Quarterback value
Dolphins host Mayfield, Allen on draft visits.
The two quarterbacks Adam Gase attended the Senior Bowl to watch and meet with will be visiting the Miami Dolphins this week.
According to a league source, Oklahoma quarterback Baker Mayfield visited the Dolphins on Thursday, and Wyoming quarterback Josh Allen will meet with Miami’s coaching staff and executives today as part of the 30 draft prospects the Dolphins are allowed to host at the team’s Davie facility.
The Dolphins typically use their 30 visits on players they need medical, or character re-checks on. Teams are only allowed to talk with the prospects they host on visits because workouts are not allowed.
The Dolphins have the No. 11 pick in the upcoming NFL draft and both General Manager Chris Grier and Gase, the team’s coach, have publicly stated their desire to use an early pick on drafting a quarterback to be groomed for the future.
Mayfield and Allen are viewed as two of the four quarterbacks who will be selected in the first round. USC’s Sam Darnold is viewed as the best of the bunch, and will likely be the No. 1 overall pick.
From there, it’s anyone’s guess who will be the second quarterback drafted because it comes down to each team’s personal preferences when it comes to UCLA’s Josh Rosen, Mayfield and Allen.
“It’s rare that you’re talking about this
many guys at the top of the draft,” Gase said at the NFL Owners Meetings last month. “Whoever is getting who, you’re getting good players across the board, guys who are confident and have a lot of talent. It really comes down to your flavor.”
Darnold is the most polished of the four, but possesses a wind-up throwing motion that concerns some evaluators. Rosen has the best mechanics, but there are concerns about his personality and durability. Mayfield, a three-year starter at Oklahoma, is shorter than ideal (6 feet 1), and has an edgy personality that might scare off some teams. Allen has an elite arm, but struggled with accuracy throughout his collegiate career.
The last time an NFL draft possessed this many top-shelf quarterbacks was 2012, a class that featured Andrew Luck, Robert Griffin III, Ryan Tannehill, Brandon Weeden, Kirk Cousins, Russell Wilson, Nick Foles and Brock Osweiler.
Luck, Griffin, Tannehill and Weeden were all taken in the first round. Tannehill has a 37-40 record in five seasons as Miami’s starter.
The Browns, who own the first and fourth picks, Giants (No. 2 pick), Jets (No. 3), Broncos (No. 5), Bills (Nos. 12 and 22) and Cardinals (No. 15) are the teams expected to draft a quarterback early.
Grier has consistently stated he’ll only take a quarterback if he’s the highest-rated player on Miami’s draft board.
“The big thing is leadership. You need a guy with a dynamic personality,” Grier said when asked what he’s looking for from a quarterback. “Someone who knows how to handle people, both good and bad [situations], because you’re going to have ups and downs. [We need] a guy that’s steady, a guy that’s a winner. I think it’s important to find a guy that has won at high school and at the college level.”

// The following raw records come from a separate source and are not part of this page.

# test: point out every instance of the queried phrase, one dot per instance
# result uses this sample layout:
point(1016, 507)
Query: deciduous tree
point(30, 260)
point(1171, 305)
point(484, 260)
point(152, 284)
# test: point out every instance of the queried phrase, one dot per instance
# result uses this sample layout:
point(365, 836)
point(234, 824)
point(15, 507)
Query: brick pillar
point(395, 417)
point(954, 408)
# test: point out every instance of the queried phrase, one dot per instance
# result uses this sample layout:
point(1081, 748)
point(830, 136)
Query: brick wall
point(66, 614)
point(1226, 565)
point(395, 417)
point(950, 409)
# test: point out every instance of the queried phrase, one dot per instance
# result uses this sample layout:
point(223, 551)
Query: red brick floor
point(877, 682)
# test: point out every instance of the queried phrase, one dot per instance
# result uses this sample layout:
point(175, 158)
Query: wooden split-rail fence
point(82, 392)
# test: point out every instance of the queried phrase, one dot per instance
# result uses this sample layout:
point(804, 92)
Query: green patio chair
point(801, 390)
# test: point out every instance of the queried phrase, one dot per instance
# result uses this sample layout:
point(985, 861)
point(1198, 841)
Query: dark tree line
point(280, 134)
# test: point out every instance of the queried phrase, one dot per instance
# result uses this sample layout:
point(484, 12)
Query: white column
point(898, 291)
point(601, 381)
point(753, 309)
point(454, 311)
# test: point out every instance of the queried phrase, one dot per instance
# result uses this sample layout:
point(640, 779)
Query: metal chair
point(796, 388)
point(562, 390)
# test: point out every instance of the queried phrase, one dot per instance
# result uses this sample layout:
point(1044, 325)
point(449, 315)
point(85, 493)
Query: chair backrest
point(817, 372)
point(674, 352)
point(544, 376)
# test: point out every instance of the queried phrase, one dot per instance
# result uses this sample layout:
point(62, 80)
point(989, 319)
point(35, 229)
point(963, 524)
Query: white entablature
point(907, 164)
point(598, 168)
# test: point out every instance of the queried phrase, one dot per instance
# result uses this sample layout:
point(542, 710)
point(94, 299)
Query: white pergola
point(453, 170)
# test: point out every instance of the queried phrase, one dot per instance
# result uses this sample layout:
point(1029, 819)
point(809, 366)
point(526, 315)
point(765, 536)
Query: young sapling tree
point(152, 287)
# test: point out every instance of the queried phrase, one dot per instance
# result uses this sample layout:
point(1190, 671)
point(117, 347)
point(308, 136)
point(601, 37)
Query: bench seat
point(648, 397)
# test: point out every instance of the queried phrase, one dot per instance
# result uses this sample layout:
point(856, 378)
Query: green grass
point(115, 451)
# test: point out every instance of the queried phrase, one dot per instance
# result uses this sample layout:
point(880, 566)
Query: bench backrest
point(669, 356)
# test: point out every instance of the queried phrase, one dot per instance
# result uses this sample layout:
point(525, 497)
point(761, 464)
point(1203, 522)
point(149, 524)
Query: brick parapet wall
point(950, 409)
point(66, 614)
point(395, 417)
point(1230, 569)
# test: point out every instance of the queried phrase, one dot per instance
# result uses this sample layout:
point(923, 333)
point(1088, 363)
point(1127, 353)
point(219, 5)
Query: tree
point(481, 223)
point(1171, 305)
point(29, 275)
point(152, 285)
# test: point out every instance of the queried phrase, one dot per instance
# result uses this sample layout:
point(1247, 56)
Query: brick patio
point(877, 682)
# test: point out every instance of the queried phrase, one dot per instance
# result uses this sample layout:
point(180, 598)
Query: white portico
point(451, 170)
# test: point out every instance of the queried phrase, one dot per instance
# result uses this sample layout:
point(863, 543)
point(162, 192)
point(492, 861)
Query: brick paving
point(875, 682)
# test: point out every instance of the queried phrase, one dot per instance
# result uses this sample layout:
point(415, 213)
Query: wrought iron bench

Tannehill missed 20 games the past previous two seasons because of a left knee injury he initially sustained near the end of the 2016 season and re-injured during training camp last year, resulting in him getting his anterior cruciate ligament surgically repaired.
Tannehill has been medically cleared to participate in all of the Dolphins’ offseason training, which begins next week, and according to Gase, he’s Miami’s unquestioned starter.
The Dolphins restructured Tannehill’s contract this offseason to create $11 million in cap space. With the restructure, $16.7 million was turned into a signing bonus and Tannehill gets the rest ($775,000) as his base salary in 2018. However, the changes do not impact Miami’s commitment to Tannehill in 2019 and 2020, which remain opt-in years for the Dolphins.